Search code examples
pythonjsonindentation

How to read independent indented JSON objects from a file (JSON Lines but indented)?


I have a massive file storing JSON objects next to each other which was supposed to be in JSON Lines format, but I made the big mistake of storing them indented (hence each object taking multiple lines instead of one).

It has this format (notice that , is missing between objects):

{
    "contributors": null,
    "coordinates": null,
    "created_at": "Mon Sep 21 11:51:09 +0000 2020",
    "entities": {
        "hashtags": [],
        "symbols": []
    }
}
{
    "contributors": null,
    "coordinates": null,
    "created_at": "Mon Sep 21 11:51:09 +0000 2020",
    "entities": {
        "hashtags": [],
        "symbols": []
    }
}

All the project is made to work with non indented files (one JSON per line), and my idea was to transform this big JSON file to unindented format, but I'm struggling to find a way to read the file. The code I tried to transform it is:

import json
import sys
import os

FILE_INPUT='PathToTheBigFile'
FILE_OUTPUT='PathToConvertedFile'

tweets_list = []

for line in open(FILE_INPUT, 'r', encoding='utf-8'):
    tweets_list.append(json.loads(line))

with open(FILE_OUTPUT, 'a') as outfile:
    for tweet in tweets_list:
        outfile.write(json.dumps(tweet) + '\n')

And it works fine with non-indented files (it basically copies the file) but with the indented file this JSONDecodeError is raised:

json.decoder.JSONDecodeError: 
    Expecting property name enclosed in double quotes: line 2 column 1 (char 2)
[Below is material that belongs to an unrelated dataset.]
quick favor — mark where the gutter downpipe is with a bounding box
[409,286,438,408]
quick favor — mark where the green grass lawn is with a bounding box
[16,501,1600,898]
I have tried to do it in Python and also thought about doing it with Linux and tr commands or something like that, but I haven't found a way. I may try with other languages.

Any suggestion about how to do it?


Solution

  • The problem is that you have 2 objects next to each other in your JSON string/file. If you could add a comma between them (and wrap the whole thing in []), then you could parse it as an array of objects.

    Try something like this when reading in your file:

    import re
    
    with open(FILE_INPUT, 'r', encoding='utf-8') as file:
        json_data = re.sub(r"}\s*{", "},{", file.read())
        tweets_list.extend(json.loads("[" + json_data + "]"))
    

    Then, when writing your file, you should be saving it as an array of objects, instead of one object per-line. There's no reason to be calling json.dumps more than once.

    with open(FILE_OUTPUT, 'w') as outfile:
        outfile.write(json.dumps(tweets_list))
    

    Note I'm using 'w', so it's overwriting the file. You'll have you read in the whole file first so you can append to the array and write the whole file back out.


    If you are gonna be appending data to a file, and reading that file back in again, I'd suggest trying something like csv instead of json. You can easily append lines to a csv file without worry about parsing it back in later. Or maybe even an xml file could work here too.